Since PPM was a major employer in the town of Baikalsk, thousands of jobs were placed in jeopardy. The combine stood inoperational throughout 2009, until January 2010, when Russian President Vladimir Putin intervened in its fate and allowed work to resume using the same technology. Water and soil samples in 2011 and 2012 again showed a significant excess of chemical elements in the points of discharge, so the plant was still forced to close and repurpose.

Now the main problem for the PPM is the 6 million tons of toxic lignin sludge that has accumulated on the two test sites since the 1960s. Waste did not separate from the external environment, so the groundwater was poisoned.

One of the plant’s sites is 300 meters from the lake shore. The risk to Lake Baikal’s ecology is increased when the fact that that the mill is located in a seismic zone is taken into consideration. The disposal of waste produced by the paper mill is outlined in the state program for the coming years.

Growth in tourism contributing to wastewater discharges

The second cause of water pollution after the PPM is the uncontrolled discharge of liquid waste, the bulk of which is feces from the cesspools of private homes not equipped with a sewage system.

According to Co-Chair of the Irkutsk Baikal Environmental Wave regional public organization Marina Rikhvanova, tons of liquid waste is dumped into the lake illegally, because “since the Soviet era, the settlements around the lake have almost no sewage treatment plants.”

“While earlier it was harmless, as the population around Lake Baikal was small, the problem has begun to grow due to the appearance of tourists and the construction of tourist facilities,” said Rikhvanova.

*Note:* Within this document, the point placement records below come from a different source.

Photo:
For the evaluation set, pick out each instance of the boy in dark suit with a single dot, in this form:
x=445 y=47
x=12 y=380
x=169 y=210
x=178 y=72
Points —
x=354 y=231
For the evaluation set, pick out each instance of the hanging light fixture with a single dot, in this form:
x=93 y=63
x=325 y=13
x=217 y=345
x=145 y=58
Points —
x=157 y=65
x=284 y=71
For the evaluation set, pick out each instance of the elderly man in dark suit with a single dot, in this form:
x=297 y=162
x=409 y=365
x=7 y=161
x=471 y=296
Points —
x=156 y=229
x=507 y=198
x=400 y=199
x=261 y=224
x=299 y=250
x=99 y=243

There is one place, Chivyrkuisky Bay, where 160 tons of feces wash into the waters during the summer season. This has led to a massive expansion of unusual organisms in Baikal – the green algae Spirogyra and Elodea Canadian.

According to Rikhvanova, Baikal has very few treatment plants able to take on large volumes of liquid waste for treatment, so many of them simply dump waste into the lake or tributaries. This problem, she said, can be overcome if all projects announced in the federal program are able to be implemented.

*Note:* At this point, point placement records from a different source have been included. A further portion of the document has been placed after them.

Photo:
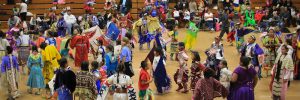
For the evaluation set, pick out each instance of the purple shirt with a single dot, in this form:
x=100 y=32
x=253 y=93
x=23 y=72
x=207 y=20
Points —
x=126 y=52
x=6 y=64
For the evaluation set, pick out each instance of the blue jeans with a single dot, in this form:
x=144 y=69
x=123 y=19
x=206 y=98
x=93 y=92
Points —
x=210 y=24
x=64 y=93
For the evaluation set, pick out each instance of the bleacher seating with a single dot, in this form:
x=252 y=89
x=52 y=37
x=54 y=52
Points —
x=40 y=7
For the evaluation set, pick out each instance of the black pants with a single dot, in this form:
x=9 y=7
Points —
x=128 y=69
x=225 y=30
x=23 y=16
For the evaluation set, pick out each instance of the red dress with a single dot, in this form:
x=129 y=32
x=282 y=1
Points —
x=82 y=45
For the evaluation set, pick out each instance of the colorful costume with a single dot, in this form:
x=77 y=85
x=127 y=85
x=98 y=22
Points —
x=82 y=45
x=270 y=50
x=249 y=15
x=111 y=62
x=85 y=85
x=50 y=57
x=181 y=76
x=122 y=82
x=23 y=43
x=283 y=70
x=10 y=74
x=196 y=69
x=161 y=79
x=191 y=36
x=35 y=65
x=240 y=33
x=243 y=88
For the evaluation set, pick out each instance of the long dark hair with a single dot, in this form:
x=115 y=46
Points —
x=120 y=69
x=245 y=61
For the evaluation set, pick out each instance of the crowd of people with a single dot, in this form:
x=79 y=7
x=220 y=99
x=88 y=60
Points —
x=45 y=44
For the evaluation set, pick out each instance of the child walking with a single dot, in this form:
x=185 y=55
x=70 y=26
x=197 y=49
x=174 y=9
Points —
x=196 y=69
x=181 y=76
x=144 y=81
x=35 y=64
x=225 y=74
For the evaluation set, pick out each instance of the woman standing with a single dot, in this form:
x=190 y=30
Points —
x=244 y=79
x=85 y=86
x=122 y=84
x=161 y=79
x=11 y=74
x=281 y=73
x=65 y=81
x=35 y=64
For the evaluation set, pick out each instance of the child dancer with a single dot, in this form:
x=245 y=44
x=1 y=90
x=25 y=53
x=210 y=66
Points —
x=35 y=64
x=181 y=76
x=174 y=42
x=144 y=81
x=196 y=69
x=225 y=74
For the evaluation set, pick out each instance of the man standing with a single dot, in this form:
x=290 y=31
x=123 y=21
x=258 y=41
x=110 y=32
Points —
x=125 y=6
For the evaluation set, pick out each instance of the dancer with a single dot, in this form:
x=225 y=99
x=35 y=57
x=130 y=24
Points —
x=81 y=43
x=207 y=87
x=271 y=43
x=282 y=73
x=10 y=74
x=174 y=41
x=145 y=79
x=191 y=36
x=23 y=43
x=3 y=44
x=196 y=69
x=85 y=83
x=126 y=57
x=244 y=80
x=161 y=79
x=65 y=81
x=111 y=61
x=225 y=74
x=35 y=65
x=252 y=50
x=181 y=75
x=122 y=85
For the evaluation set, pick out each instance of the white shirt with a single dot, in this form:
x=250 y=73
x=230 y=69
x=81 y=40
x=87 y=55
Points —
x=156 y=61
x=70 y=19
x=208 y=16
x=23 y=7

As the site of the Environmental Monitoring of Lake Baikal website reports, even the lake’s spa resorts are being polluted, as pathogenic bacteria has been found in the waste water.

State ecological project

However, there are now reasons to be optimistic about the future: Lake Baikal has now become a major state environmental project. In addition to an already-existing state law on the protection of Lake Baikal, in August 2012 the large-scale “Protection of Lake Baikal and the Socio-economic Development of the Baikal Nature Reserve for 2012-2020” state target program was adopted.

The projects that form part of this program will be funded by the state budget and include some encouraging points. For example, first of all, regulations will be developed to limit pollution levels in towns in the Baikal area and reassess all local sources of lake pollution.

Under the state program, the surrounding regions of Irkutsk, Buryatia and Zabaikalye will be allocated 634 million rubles ($16.5 million) in 2014 alone. Buryatia will use its 289 million allocated rubles ($7.5 million) to build a sewage treatment plant in Kyakhta, on the Mongolian border, a sewer conduit in the village of Petropavlovsk, and a solid waste landfill in the village of Zaigrayevo. In the Irkutsk region, repairs on the sewage treatment plant on the Angara River will be undertaken and a sewer plant will be built in Shelekhov, near Irkutsk.

Moreover, by 2020, there are plans to build six plants for industrial waste processing, which will help to rehabilitate about 80 percent of the contaminated areas. The results of environmental monitoring will be available on the website baikalake.ru.